Dan Sakura sudah tidak dapat menahan tubuhnya lagi ketika ia mendengar desisan itu mengalun lirih dari mulut Sang Sabaku, bersamaan dengan ingatannya yang semakin lama semakin sempurna. Ia jatuh terduduk di tempatnya. Airmatanya jatuh tanpa bisa ia cegah dengan wajah syok seperti sudah tidak tahu lagi harus bagaimana.

Ia ingat malam ulang tahun Karin. Ia ingat apa yang ia lakukan bersama Uchiha Sasuke malam itu. Ia ingat pagi sesudahnya. Ingat saat ia menyadari saat dirinya hamil. Ingat saat Uchiha muda itu mengancamnya. Ibunya yang mengusirnya.

Dan ia ingat percakapan Kushina dan Sasuke waktu itu.

Sakura mencengkeram dadanya yang sakit luar biasa dengan tangan gemetarnya. Rasa sakit yang membuatnya ingin mati saja. Rasa sakit sama seperti saat pertama kali ia mendengar nama Uchiha Sasuke. Rasa sakit yang sama seperti saat ia melihat Shisui. Inikah penyebabnya?

"Jaga bicaramu, Sabaku! Kau tidak punya hak untuk berbicara seperti itu! Anak-anak itu memang anak mereka, kau bisa apa?! Kau hanya orang luar yang tidak tahu apapun!"

Sakura tidak ingin lagi mendengar percakapan dua orang dibalik tembok itu lebih lanjut. Namun suara-suara itu terus saja memasuki indera pendengarannya. Suara pukulan dipintu. Pekikan terkejut dari Karin. Karin yang berteriak memanggil Gaara yang pergi dengan aura marahnya. Dan semuanya menjadi sepi. Hanya tinggal dirinya dan kesunyian. Tapi itupun tidak membuat Sakura bergeming dari ekpresi syoknya.
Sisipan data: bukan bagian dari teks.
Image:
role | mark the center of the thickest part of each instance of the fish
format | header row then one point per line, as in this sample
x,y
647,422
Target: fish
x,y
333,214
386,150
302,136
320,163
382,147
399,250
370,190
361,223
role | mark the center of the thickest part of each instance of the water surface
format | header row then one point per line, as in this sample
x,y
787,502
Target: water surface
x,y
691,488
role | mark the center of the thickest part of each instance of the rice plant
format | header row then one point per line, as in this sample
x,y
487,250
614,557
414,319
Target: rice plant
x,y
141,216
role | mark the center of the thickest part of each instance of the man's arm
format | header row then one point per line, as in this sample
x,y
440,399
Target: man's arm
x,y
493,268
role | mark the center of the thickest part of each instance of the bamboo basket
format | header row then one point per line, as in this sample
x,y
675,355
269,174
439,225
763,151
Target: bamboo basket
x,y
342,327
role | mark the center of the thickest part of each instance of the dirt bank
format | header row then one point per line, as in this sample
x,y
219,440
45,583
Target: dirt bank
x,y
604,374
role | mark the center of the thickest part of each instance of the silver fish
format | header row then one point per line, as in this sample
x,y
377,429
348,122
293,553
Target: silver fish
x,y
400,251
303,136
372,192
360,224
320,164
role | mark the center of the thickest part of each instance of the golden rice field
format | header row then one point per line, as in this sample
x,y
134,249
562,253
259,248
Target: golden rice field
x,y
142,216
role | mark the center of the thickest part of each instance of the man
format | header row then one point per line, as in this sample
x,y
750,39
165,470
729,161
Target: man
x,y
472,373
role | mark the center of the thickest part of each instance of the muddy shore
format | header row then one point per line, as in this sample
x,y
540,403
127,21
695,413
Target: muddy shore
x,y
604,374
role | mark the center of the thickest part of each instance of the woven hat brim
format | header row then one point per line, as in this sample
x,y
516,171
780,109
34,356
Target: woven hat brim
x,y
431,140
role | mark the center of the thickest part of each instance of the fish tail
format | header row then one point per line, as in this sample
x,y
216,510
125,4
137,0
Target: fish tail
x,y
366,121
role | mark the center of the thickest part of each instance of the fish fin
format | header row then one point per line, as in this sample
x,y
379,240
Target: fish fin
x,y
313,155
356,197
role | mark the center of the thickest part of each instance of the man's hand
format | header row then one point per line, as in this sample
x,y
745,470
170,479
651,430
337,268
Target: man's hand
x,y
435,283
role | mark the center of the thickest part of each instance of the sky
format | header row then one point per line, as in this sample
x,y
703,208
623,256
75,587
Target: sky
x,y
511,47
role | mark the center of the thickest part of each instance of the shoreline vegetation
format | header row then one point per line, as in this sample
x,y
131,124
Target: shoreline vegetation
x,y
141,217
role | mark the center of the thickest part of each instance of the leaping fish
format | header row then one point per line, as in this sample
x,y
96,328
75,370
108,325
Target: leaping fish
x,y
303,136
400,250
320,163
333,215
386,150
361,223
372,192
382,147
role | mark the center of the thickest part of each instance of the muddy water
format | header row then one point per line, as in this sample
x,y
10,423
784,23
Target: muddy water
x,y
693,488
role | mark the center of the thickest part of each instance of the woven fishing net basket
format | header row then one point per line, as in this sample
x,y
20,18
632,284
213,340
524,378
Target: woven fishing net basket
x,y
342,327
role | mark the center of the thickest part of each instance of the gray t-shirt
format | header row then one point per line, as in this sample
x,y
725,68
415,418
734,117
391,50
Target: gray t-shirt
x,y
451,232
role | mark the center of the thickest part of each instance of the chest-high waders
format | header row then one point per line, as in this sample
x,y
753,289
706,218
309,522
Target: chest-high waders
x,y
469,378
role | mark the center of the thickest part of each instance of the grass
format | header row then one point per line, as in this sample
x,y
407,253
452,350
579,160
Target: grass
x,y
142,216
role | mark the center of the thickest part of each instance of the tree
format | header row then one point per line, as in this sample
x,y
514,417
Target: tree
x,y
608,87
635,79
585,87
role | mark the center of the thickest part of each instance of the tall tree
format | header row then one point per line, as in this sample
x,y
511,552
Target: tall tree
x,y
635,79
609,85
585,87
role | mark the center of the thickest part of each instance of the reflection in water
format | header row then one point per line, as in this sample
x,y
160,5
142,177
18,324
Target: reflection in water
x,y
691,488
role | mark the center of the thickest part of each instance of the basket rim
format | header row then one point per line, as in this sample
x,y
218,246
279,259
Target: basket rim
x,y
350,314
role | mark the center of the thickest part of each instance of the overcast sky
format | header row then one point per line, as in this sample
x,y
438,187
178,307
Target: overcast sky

Pikirannya kosong. Matanya yang berair beredar acak, linglung. Ia ingin berteriak melampiaskan semua emosinya. Tapi jangankan berteriak, untuk mengeluarkan sebuah gumaman saja ia tidak sanggup. Sampai pada akhirnya, setelah beberapa menit ia lewatkan dalam keheningan, untuk pertama kalinya Sakura menggerakkan tangannya yang gemetar untuk meraih ponselnya. Susah payah ia mencari sebuah nomor pada ponsel itu dan menghubunginya di tengah kekalutan pikirannya.

"T -Tenten-san, bisa kau tolong jemput aku sekarang? Aku mohon."

Tanpa menunggu jawaban dari seberang sana, ia langsung menurunkan lengannya yang bahkan tidak sanggup menyangga ponsel itu lebih lama di telingannya. Alat komunikasi itu terjatuh bersamaan dengan derasnya airmata yang semakin menganak sungai. Sakura terisak hebat. Menyalurkan semua kesakitan di dadanya yang entah sudah sejak kapan mengendap di sana.

Hanya berharap setiap tetes air suci yang ia korbankan dapat membawa pergi semua lukanya. Luka yang kini kembali menganga lebar di hatinya.

Di hati yang perlahan mulai mendingin.

****

Sakura tidak tahu sudah berapa lama ia menangis. Tubuhnya meringkuk di sisi ranjangnya dengan kedua tangannya yang memeluk lutut dan kepala yang tersangga di sana. Tenten sudah pergi sedari dua jam yang lalu. Sakura bisa menangkap bagaimana kekhawatiran di wajah gadis itu. Wanita Uzumaki itu berpesan untuk tidak memberitahu siapapun tentang keadaannya kini, namun ia tidak yakin Tenten akan melakukannya. Mungkin ibunya atau siapapun sudah mengetahui tentang dirinya yang menangis tanpa sebab seperti ini.